X did not attempt to discover any direct exploits into any of the utility firms or into SEDC’s own payment site. There’s no smoking gun here that says “somebody can just grab all these passwords and run.” That said, website compromises are much like entropy: they trend toward the maximum. Once a website is breached, the first thing attackers do is to dump the password database.

Cyber security is a process—but that process does not include unencrypted password storage.
Enlarge / Cyber security is a process—but that process does not include unencrypted password storage.

This isn’t generally necessary to access accounts on the compromised site itself; once you’ve got root in the infrastructure, odds are pretty good you can already do whatever you’d like in that site. But what makes those user passwords so valuable is their use as pivot points.

Most users, unfortunately, re-use passwords between different websites and Internet-accessible accounts with wild abandon. They may change it up a little bit—add a number on the end here, stick a special character in the middle there—but this doesn’t actually add a significant degree of security. Modern penetration tools (like Burp Intruder) automatically “fuzz” passwords as necessary when the attacker attempts to use them to access other, more valuable resources.

These exploitable resources include just about anything from which you can make money; eBay accounts, Amazon accounts, even World of Warcraft accounts are popular targets for an attacker looking to make a quick buck. Even more worryingly, if a user re-used their email password (or some variant thereof) to log into the compromised website, the attacker can leverage access to the user’s email account to reset the passwords to just about anything else the user accesses online.

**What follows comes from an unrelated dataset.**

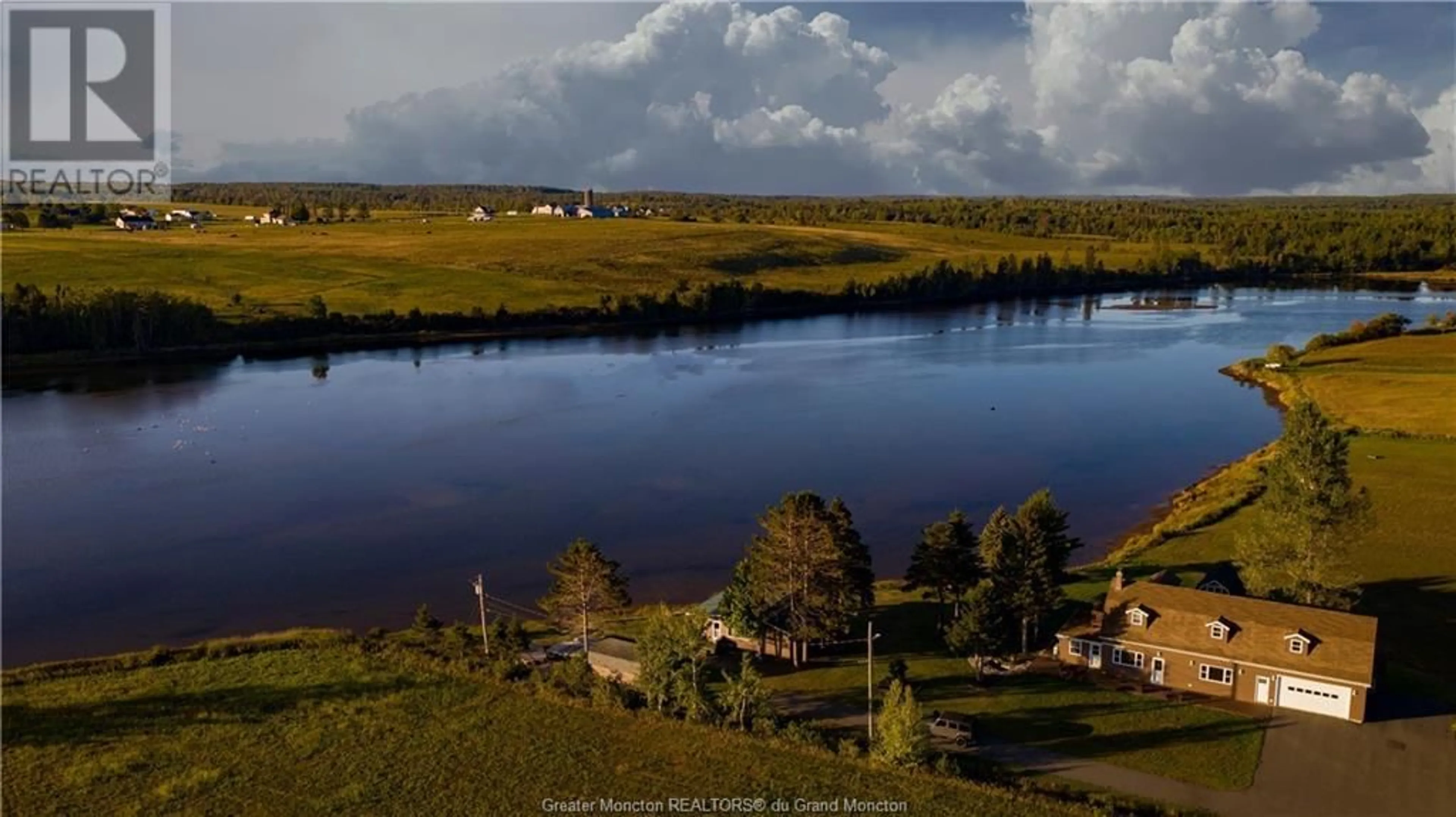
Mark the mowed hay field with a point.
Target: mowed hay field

This is romper-room security stuff for 2008, let alone 2018. Arguably, the utility firms that contracted with SEDC for billing software and services are large enough—and responsible for enough customers’ data—that they should be aware of and diligent about this kind of problem themselves. In reality, most companies are an awful lot like end users: they don’t know, or care, as much about security as the typical Ars Technica reader might like.

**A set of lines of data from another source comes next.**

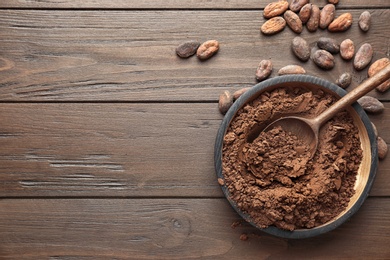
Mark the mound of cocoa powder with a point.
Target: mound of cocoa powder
(272, 177)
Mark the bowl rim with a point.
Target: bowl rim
(253, 93)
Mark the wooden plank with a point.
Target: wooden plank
(130, 56)
(160, 4)
(114, 149)
(172, 229)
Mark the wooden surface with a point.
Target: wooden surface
(107, 136)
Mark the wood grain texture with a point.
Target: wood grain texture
(120, 150)
(172, 229)
(130, 55)
(160, 4)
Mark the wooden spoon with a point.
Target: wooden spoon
(307, 129)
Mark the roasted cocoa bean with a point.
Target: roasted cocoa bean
(275, 8)
(187, 49)
(264, 70)
(312, 23)
(347, 49)
(341, 23)
(207, 49)
(323, 59)
(273, 25)
(365, 21)
(363, 56)
(371, 104)
(301, 48)
(327, 15)
(293, 21)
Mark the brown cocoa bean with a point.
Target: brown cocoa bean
(328, 44)
(312, 23)
(341, 23)
(304, 13)
(382, 148)
(327, 15)
(347, 49)
(264, 70)
(344, 80)
(275, 8)
(207, 49)
(323, 59)
(273, 25)
(296, 5)
(363, 56)
(187, 49)
(365, 21)
(301, 48)
(371, 104)
(291, 69)
(225, 102)
(375, 68)
(293, 21)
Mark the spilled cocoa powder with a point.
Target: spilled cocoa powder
(272, 177)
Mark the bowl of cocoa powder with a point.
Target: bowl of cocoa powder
(271, 181)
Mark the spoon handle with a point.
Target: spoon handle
(354, 95)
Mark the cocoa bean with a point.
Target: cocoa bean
(382, 148)
(341, 23)
(264, 70)
(293, 21)
(225, 102)
(323, 59)
(365, 21)
(347, 49)
(328, 44)
(207, 49)
(304, 13)
(187, 49)
(344, 80)
(371, 104)
(273, 25)
(275, 8)
(301, 48)
(312, 23)
(296, 5)
(291, 69)
(363, 56)
(327, 15)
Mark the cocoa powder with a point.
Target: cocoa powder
(272, 179)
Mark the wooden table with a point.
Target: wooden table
(107, 136)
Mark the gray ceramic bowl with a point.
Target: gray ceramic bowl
(368, 167)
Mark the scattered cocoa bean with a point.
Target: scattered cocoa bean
(273, 25)
(225, 102)
(296, 5)
(301, 48)
(371, 104)
(291, 69)
(327, 15)
(312, 23)
(344, 80)
(187, 49)
(304, 13)
(274, 9)
(323, 59)
(341, 23)
(365, 21)
(264, 70)
(328, 44)
(347, 49)
(363, 56)
(293, 21)
(207, 49)
(382, 148)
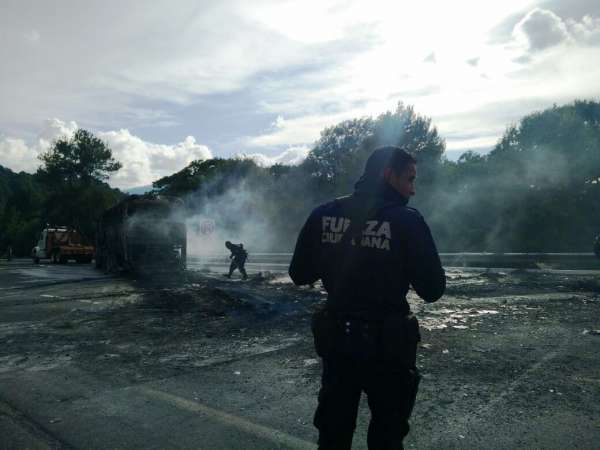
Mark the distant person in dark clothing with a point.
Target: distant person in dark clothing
(367, 248)
(238, 258)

In 2019, it’s ridiculous that vendors are replying to security researchers via general counsel, not a bug bounty program.

Nate Cardozo, Senior Information Security Counsel, EFF

If you find yourself wondering—”What’s so bad about storing passwords as plaintext?”—it comes down to this: passwords are among the most important data assets any organization has. In much the same way, companies get fire insurance with the hope they’ll never use it, organizations must have robust hashing regimens to protect passwords in the event there is ever a breach. This point has come up on Ars again and again over the years, and it’s explained well by password cracking expert Jeremi Gosney in this story about a 2015 hack against LastPass:

If we could trust computers to keep secrets a secret, then we wouldn’t have to worry about protecting sensitive data at rest. But we can’t, so we do. Password databases can be compromised through a myriad of vectors—up to and including physical theft—and you have to plan for the eventuality that your database will be compromised. How you protect the data in the database is what really matters, and this is precisely why we have password hashing, and this is also why the threat model for password hashing starts with a compromised password database. Think of password hashing as an insurance policy. The stronger the password hashing is, the more time you buy for yourself and your users in the event of a breach: time to identify and contain the breach, time to notify your users, and time for your users to update their passwords.

What about SEDC? No company that bills itself as “cyber security experts” should need the security implications of plain-text password storage explained to them. This software shouldn’t have been written this way in the first place, and the response to the disclosure of this vulnerability should have been rapid, courteous, and sincere—not a protracted, hostile back-and-forth with legal counsel.